I am translating a Matlab function to Python. Unfortunately I am not a Matlab expert and it is hard for me to understand some lines, e. g. this one:

a = [[0, 1]; [2, 3]]
bsxfun(@rdivide, sqrt(a), a)

I did not really understand it yet, but I think this line does

r / a

for each row r of sqrt(a) (or is it each column?) and r / sqrt(a) can usually be translated to numpy as

numpy.linalg.solve(sqrt(a).T, r.T).T

The problem with this is: Matlab says the result is

       NaN   1.00000
   0.70711   0.57735

and numpy says it is

[ 1.  0.]
[ 0.55051026  1.41421356]

which was generated by

for i in range(2): print linalg.solve(sqrt(a).T, a[i, :].T).T

Where is the error? The matrices sqrt(a) and a are just examples. You can replace them by any other matrix. I am just trying to understand what bsxfun does with rdivide.

Answer 1

>>> import numpy as np
>>> a = np.array([[0,1],[2,3]])
>>> a
array([[0, 1],
       [2, 3]])
>>> b = np.sqrt(a)
>>> b/a
Warning: invalid value encountered in divide
array([[        nan,  1.        ],
       [ 0.70710678,  0.57735027]])
>>>

Since you need an element-wise division, not matrix multiplication by the inverse, numpy.linalg is not what you want.

Answer 2

The first floor give you the transform of python code.

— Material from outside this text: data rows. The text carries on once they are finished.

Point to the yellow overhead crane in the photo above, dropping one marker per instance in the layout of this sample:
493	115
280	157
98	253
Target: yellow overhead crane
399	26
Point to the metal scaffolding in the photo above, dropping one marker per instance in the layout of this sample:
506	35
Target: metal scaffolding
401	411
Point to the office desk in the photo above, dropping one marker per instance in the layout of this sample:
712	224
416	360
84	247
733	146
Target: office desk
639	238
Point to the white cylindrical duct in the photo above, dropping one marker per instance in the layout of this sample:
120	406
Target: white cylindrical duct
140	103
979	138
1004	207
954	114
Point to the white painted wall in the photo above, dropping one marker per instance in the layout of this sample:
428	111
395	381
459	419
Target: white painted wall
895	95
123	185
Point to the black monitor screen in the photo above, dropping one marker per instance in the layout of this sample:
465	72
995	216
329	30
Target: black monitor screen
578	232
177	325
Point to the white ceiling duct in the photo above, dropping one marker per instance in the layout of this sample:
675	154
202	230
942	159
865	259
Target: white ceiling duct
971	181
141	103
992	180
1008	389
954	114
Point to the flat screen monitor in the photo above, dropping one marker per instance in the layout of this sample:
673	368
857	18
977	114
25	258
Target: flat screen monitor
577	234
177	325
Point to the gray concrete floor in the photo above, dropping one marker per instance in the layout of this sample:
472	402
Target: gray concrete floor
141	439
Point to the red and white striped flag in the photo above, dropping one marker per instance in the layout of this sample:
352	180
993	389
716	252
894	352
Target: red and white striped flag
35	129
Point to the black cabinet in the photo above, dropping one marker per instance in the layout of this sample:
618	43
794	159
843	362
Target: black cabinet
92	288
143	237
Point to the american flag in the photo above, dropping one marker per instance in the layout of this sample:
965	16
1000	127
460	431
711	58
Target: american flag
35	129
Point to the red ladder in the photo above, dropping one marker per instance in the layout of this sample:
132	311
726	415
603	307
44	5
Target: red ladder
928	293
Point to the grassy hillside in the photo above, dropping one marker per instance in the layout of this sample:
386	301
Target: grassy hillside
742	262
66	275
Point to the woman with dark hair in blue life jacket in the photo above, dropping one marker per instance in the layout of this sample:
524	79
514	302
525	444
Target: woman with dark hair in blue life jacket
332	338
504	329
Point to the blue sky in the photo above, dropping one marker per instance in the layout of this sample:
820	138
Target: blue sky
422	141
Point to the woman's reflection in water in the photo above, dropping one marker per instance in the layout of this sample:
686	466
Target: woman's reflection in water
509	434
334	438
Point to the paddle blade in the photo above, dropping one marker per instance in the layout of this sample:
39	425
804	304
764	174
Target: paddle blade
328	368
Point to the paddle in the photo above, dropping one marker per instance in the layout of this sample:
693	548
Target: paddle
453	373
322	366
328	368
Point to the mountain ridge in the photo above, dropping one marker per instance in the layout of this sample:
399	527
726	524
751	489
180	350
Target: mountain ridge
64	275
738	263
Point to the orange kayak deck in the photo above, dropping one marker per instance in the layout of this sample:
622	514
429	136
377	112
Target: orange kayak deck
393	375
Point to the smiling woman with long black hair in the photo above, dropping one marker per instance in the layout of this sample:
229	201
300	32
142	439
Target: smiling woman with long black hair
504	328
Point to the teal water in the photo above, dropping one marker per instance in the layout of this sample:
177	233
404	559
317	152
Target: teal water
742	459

but if you want to know why code:

for i in range(2): print linalg.solve(sqrt(a).T, a[i, :].T).T

give the result

[ 1.  0.]
[ 0.55051026  1.41421356]

because linalg.solve() Solve a linear matrix equation, or system of linear scalar equations.

so the code for i in range(2): print linalg.solve(sqrt(a).T, a[i, :].T).T will solve the linear matrix equations

0 * x0 + sqrt(2) * x1 = 0
1 * x0 + sqrt(3) * x1 = 1
0 * x0 + sqrt(2) * x1 = 2
1 * x0 + sqrt(3) * x1 = 3

so you will get the result

[ 1, 0].T
[ 3 - sqrt(6) , sqrt(2)].T

and in numpy shape (2L,).T is same as (2L,) so you will get the answer.